Suppose I have an unfair coin, and the probability of flip a head (H) is p, probability of flip a tail (T) is (1-p).
If I flip the coin 6 times, wondering if the probability of HTT???, and the probability of THT???, and the probability of TTH??? are the same? Suppose each flip is independent. ? means do not care if head or tail. Thanks.

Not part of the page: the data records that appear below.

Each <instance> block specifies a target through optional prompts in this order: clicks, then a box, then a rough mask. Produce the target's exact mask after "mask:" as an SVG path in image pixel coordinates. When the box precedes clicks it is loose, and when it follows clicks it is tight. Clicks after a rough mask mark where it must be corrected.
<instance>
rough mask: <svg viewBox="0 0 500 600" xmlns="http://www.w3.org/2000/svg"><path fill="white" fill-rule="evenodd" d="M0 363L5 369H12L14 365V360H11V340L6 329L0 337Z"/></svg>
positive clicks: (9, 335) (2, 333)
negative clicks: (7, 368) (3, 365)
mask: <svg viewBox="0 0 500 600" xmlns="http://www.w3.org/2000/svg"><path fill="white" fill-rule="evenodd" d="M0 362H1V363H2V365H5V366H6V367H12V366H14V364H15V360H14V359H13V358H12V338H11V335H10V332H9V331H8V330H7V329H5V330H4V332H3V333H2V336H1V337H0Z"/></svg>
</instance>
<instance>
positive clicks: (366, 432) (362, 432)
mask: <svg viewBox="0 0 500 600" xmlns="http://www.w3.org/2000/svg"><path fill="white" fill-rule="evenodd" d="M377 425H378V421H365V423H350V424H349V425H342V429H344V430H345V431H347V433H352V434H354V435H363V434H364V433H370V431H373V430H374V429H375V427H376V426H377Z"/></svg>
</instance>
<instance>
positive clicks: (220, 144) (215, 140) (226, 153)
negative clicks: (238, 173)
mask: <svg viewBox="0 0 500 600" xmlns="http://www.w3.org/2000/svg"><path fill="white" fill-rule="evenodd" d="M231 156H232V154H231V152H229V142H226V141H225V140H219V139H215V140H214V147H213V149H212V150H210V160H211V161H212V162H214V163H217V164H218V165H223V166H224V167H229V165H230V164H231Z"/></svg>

I calculated they are the same, ask here to get advice from expert if my calculation is correct.
Best Answer
Yes, all the three events are independent. The cumulative law gives you:
t * h *t = h * t * t = t* t* h
If you enter number you will get:
0.3 * 0.7 * 0.3 = 0.7 * 0.3 * 0.3 = 0.3 * 0.3 * 0.7 = 0.063
Edit: It does not matter what the first three times are because of the law of conditional probability.
P(A $\bigcap$ B) = P(A) * P(B) $\Leftrightarrow$ P(A) = $\frac{P(A)P(B)} {P(B)}$ = $\frac{P(A)\bigcap P(B)} {P(B)}$ = P(A|B)
You can also take an example. All equations have the same product.
0.3 * 0.7 * 0.3 *0.3 ^ 3 = 0.001701
0.7 * 0.3 * 0.3 *0.3^3= 0.001701
0.3 * 0.3 * 0.7 * 0.3^3= 0.001701
The last could be any combination of head and tail. 0.3^3 is just an example, but it works out equally if one or two or three of the variables is 0.7.